As for the long-running debate over film versus digital, Nolan stressed that “its not about film versus digital. It's about preserving this medium for future generations.”

Dungarpur pointed out that India is “fighting a battle to save celluloid films” and added that when “you have such advocates [Nolan and Dean] talking about co-existence with digital formats, it just strengthens our advocacy for celluloid as a preservation tool.”

Dungarpur added that the immediate outcome of the roundtable was that two of the participants, acclaimed cinematographers Santosh Sivan and Sudeep Chatterjee, pledged that they would shoot their next films on celluloid.

As in most countries, Indian cinemas have also gone digital and replaced film projectors. But when Dungarpur pointed out that tickets for the special screenings of Dunkirk and Interstellar sold out in 10 minutes, Nolan quipped, “It’s also a good film,” eliciting laughter and applause.

Nolan’s visit concluded Sunday with a panel discussion with Dean and Dungarpur, which drew a packed house at Mumbai’s historic National Center for Performing Arts. The trio again reiterated the importance of celluloid, from filmmaking to preservation.

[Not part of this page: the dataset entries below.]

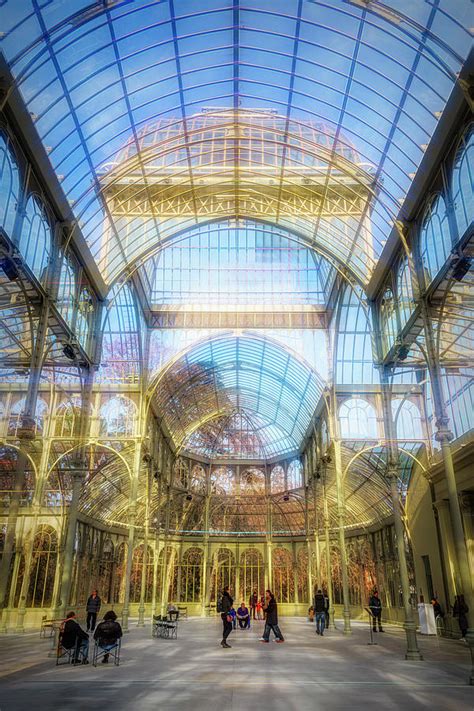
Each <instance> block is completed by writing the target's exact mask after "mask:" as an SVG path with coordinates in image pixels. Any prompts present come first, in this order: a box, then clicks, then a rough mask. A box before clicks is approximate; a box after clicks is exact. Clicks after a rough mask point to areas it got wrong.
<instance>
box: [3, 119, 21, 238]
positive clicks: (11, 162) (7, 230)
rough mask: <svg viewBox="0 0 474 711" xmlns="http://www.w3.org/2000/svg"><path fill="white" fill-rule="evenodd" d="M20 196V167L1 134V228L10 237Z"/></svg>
mask: <svg viewBox="0 0 474 711" xmlns="http://www.w3.org/2000/svg"><path fill="white" fill-rule="evenodd" d="M19 195H20V178H19V173H18V166H17V164H16V160H15V158H14V156H13V153H12V151H11V149H10V147H9V145H8V139H7V138H6V136H5V135H4V134H3V133H1V132H0V227H3V229H4V230H5V232H6V233H7V235H8V236H9V237H11V236H12V233H13V225H14V223H15V217H16V210H17V205H18V199H19Z"/></svg>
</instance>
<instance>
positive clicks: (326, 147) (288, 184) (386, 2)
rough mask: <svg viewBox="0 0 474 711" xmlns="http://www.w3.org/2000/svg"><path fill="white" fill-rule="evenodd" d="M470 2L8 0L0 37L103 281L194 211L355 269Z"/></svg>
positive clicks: (366, 272) (417, 156)
mask: <svg viewBox="0 0 474 711" xmlns="http://www.w3.org/2000/svg"><path fill="white" fill-rule="evenodd" d="M470 9H471V8H470V3H469V2H463V0H432V1H430V2H428V1H427V2H422V1H421V0H420V2H413V0H396V1H395V0H387V2H384V3H382V2H378V1H376V0H298V1H297V0H295V1H294V2H292V1H289V0H259V1H255V2H253V1H252V2H249V3H247V4H244V3H240V2H238V0H236V1H234V2H224V0H203V1H202V2H201V1H200V2H195V1H194V0H193V1H191V0H189V1H186V0H179V1H178V0H175V1H173V0H169V1H164V2H147V1H146V0H128V1H125V0H124V1H123V2H120V1H114V0H110V1H109V2H107V3H104V2H82V1H81V0H75V1H74V2H67V3H65V2H64V3H59V2H50V0H20V1H18V2H7V3H3V4H2V8H1V13H2V51H3V52H4V53H5V55H6V57H7V60H8V61H9V64H10V66H11V70H12V72H13V74H14V76H15V77H16V79H17V81H18V85H19V88H20V91H21V93H22V95H23V98H24V100H25V101H26V104H27V106H28V109H29V111H30V112H31V114H32V115H33V117H34V119H35V123H36V128H37V130H38V133H39V135H40V137H41V139H42V141H43V143H44V146H45V148H46V149H47V152H48V154H49V158H50V160H51V163H52V165H53V167H54V169H55V171H56V172H57V174H58V176H59V177H60V180H61V182H62V186H63V188H64V190H65V193H66V195H67V197H68V199H69V200H70V202H71V204H72V206H73V209H74V211H75V215H76V217H77V219H78V221H79V224H80V225H81V227H82V230H83V233H84V235H85V237H86V239H87V241H88V243H89V246H90V248H91V251H92V254H93V255H94V257H95V259H96V260H97V262H98V264H99V266H100V269H101V271H102V273H103V274H104V275H105V277H106V279H107V280H108V281H109V282H112V281H113V280H114V279H115V278H117V277H118V276H119V275H120V273H121V272H123V271H124V270H126V268H127V265H129V264H130V263H131V262H133V261H135V260H138V259H141V258H143V257H144V256H146V255H148V254H150V253H151V252H152V251H153V250H154V249H156V247H157V245H159V244H160V243H161V244H163V243H164V242H165V240H167V239H170V238H172V237H173V236H174V235H175V234H176V233H178V232H181V231H182V230H183V229H186V228H187V227H190V226H192V225H195V224H196V223H197V222H206V221H210V220H211V219H216V218H217V219H227V218H232V217H234V218H235V217H244V218H251V219H261V220H264V221H266V222H269V223H271V224H277V225H280V226H282V227H284V228H287V229H289V230H291V231H294V232H295V233H298V234H299V235H300V237H301V239H303V240H305V241H306V243H308V244H312V245H315V246H316V247H317V249H318V250H320V251H321V252H322V253H323V254H325V255H326V256H328V257H329V258H331V259H333V260H335V261H336V262H339V263H340V264H344V265H345V267H346V268H348V269H349V270H351V271H352V273H353V275H354V276H355V278H357V279H358V280H359V282H361V283H362V284H365V283H367V281H368V279H369V278H370V274H371V272H372V270H373V268H374V266H375V264H376V261H377V258H378V256H379V254H380V252H381V249H382V247H383V244H384V240H385V239H386V238H387V236H388V234H389V232H390V230H391V227H392V222H393V219H394V217H395V216H396V214H397V213H398V210H399V207H400V203H401V202H402V201H403V197H404V195H405V194H406V192H407V189H408V187H409V184H410V181H411V179H412V177H413V174H414V173H415V171H416V169H417V167H418V165H419V163H420V160H421V158H422V156H423V152H424V150H425V147H426V145H427V144H428V142H429V140H430V137H431V135H432V133H433V130H434V128H435V126H436V121H437V117H438V116H439V114H440V112H441V111H442V110H443V107H444V105H445V103H446V100H447V98H448V96H449V93H450V91H451V89H452V87H453V84H454V82H455V81H456V73H457V72H458V71H459V69H460V67H461V65H462V62H463V60H464V58H465V57H466V55H467V52H468V51H469V48H470V46H471V36H470V34H469V32H468V31H467V30H466V29H465V28H466V27H468V26H469V24H470V17H469V13H470ZM165 181H169V182H165ZM200 181H202V182H200ZM216 190H218V192H217V193H216ZM257 197H259V199H256V198H257ZM308 204H309V205H310V209H308V208H307V205H308ZM301 205H303V206H304V208H301ZM124 206H125V207H124ZM341 206H342V207H341ZM124 209H125V213H126V216H127V219H126V220H124V219H121V218H123V212H124ZM121 211H122V214H120V212H121ZM127 211H128V212H127ZM131 222H133V225H132V227H131Z"/></svg>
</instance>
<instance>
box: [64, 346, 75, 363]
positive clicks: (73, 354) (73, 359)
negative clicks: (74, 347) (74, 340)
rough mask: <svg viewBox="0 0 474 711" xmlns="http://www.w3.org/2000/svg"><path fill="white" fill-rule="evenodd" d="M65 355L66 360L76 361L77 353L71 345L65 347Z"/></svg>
mask: <svg viewBox="0 0 474 711" xmlns="http://www.w3.org/2000/svg"><path fill="white" fill-rule="evenodd" d="M63 353H64V355H65V356H66V358H69V360H76V351H75V350H74V348H73V347H72V346H71V344H70V343H66V344H65V345H64V346H63Z"/></svg>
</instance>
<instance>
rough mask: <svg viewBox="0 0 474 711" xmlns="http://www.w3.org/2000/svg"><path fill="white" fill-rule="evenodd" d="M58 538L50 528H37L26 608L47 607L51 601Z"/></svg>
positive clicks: (55, 564) (52, 591) (35, 538)
mask: <svg viewBox="0 0 474 711" xmlns="http://www.w3.org/2000/svg"><path fill="white" fill-rule="evenodd" d="M57 555H58V537H57V534H56V531H55V530H54V528H51V526H39V527H38V530H37V532H36V535H35V539H34V542H33V557H32V560H31V568H30V584H29V587H28V593H27V596H26V606H27V607H48V605H50V604H51V602H52V599H53V589H54V578H55V575H56V559H57Z"/></svg>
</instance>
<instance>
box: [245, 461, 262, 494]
mask: <svg viewBox="0 0 474 711" xmlns="http://www.w3.org/2000/svg"><path fill="white" fill-rule="evenodd" d="M240 493H241V494H264V493H265V474H264V472H263V471H262V470H261V469H257V468H256V467H251V468H249V469H246V470H245V471H243V472H241V474H240Z"/></svg>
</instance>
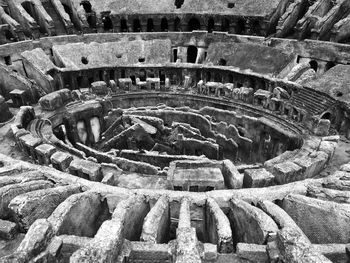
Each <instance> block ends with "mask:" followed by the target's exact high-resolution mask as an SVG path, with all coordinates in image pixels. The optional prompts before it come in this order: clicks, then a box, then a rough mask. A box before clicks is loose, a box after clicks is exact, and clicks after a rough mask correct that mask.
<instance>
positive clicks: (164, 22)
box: [160, 17, 168, 32]
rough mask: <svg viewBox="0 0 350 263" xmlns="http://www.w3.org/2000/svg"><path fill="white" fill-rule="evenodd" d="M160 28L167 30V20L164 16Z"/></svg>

In a bid to revive film processing in India, Kodak announced a collaboration with Mumbai-based Filmlab to offer motion picture services to the local market. This includes color and black and white 16mm and 35mm processing and upgraded scanning services given that film processing labs have almost disappeared in the country.

Kodak also said it would be working with local rental houses to ensure camera availability and offer film workshops.
“India is a leader in the global motion picture industry, and we are proud to invest here,” said Kodak CEO Jeff Clarke in a statement, adding: “We are also eager to work to highlight the importance of film restoration and archiving in India. It is critical to the preservation of Indian culture and its rich cinematic heritage.”

Moreover, Kodak also said it had formed an alliance with Ivanhoe Pictures to identify and support local language and international productions on film in regional markets. According to the companies, Ivanhoe will source development for Kodak of film-based productions, with two as yet unnamed potential projects “already in the pipeline for India.”